Iron (sidêrou) is referred to in Critias 119e according to Bury’s translation:
‘they hunted after the bulls with staves and nooses but with no weapon of iron; and whatsoever bull they captured they led up to the pillar and cut its throat over the top of the pillar, raining down blood on the inscription’.
If this reference was part of the original story told to Solon it adds further evidence that Plato’s description of Atlantis is that of a Late Bronze Age/Iron Age society. The context of this reference would appear to infer that the use of iron weapons was either normal at the time of Atlantis or just an anachronistic addition by Plato, which would have been well within the boundaries of literary licence of that period. Although the use of meteoric iron can be traced back to 3200 BC(b) in Egypt, elsewhere, the first mention of smelted iron in the Aegean and the Middle East is dated to around 1200 BC. Alternatively, the passage might indicate that by tradition the use of iron for the killing of the bull was inappropriate.
>Jürgen Spanuth commented that “If, as Plato maintains, the legend of Atlantis is in every respect an historically accurate and valuable report, then the events he describes must have taken place towards the end of the thirteenth century, at the time of the introduction of iron, when copper and tin were still largely used.” [017.27]<
At the 2005 Atlantis Conference, Professor Stavros Papamarinopoulos delivered an interesting paper(c) outlining the Bronze Age bull rituals in Egypt and the Aegean.
Bauval & Hancock in their Keeper of Genesis[1050.104] recount the strange tale of an iron plate removed from the Great Pyramid at Giza in1837 and believed at the time that it had been included in the structure of the Pyramid when it was built.
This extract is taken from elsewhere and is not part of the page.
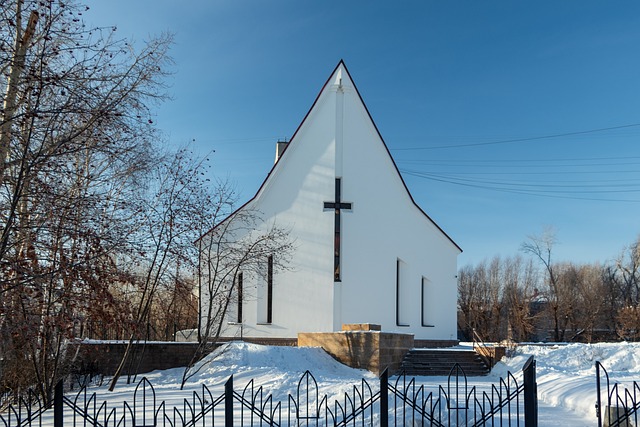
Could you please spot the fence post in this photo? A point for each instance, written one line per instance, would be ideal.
(58, 402)
(384, 398)
(228, 402)
(530, 393)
It took over a century before it was subjected to rigorous scientific testing by Dr. M.P. Jones and Dr. Sayed El Gayer, who concluded that the item “is very ancient” and that “the metallurgical evidence supports the archaeological evidence which suggests that the plate was incorporated within the Pyramid at the time that structure was being built”, generally thought to be around 2550 BC. Their conclusions were rejected by the British Museum, presumably because their acceptance conflicted with the conventional date for the start of the Iron Age in Egypt around a millennium later. However, I note that pieces of iron were found in the Black Pyramid of Abusir, which probably dates before 2000 BC(a).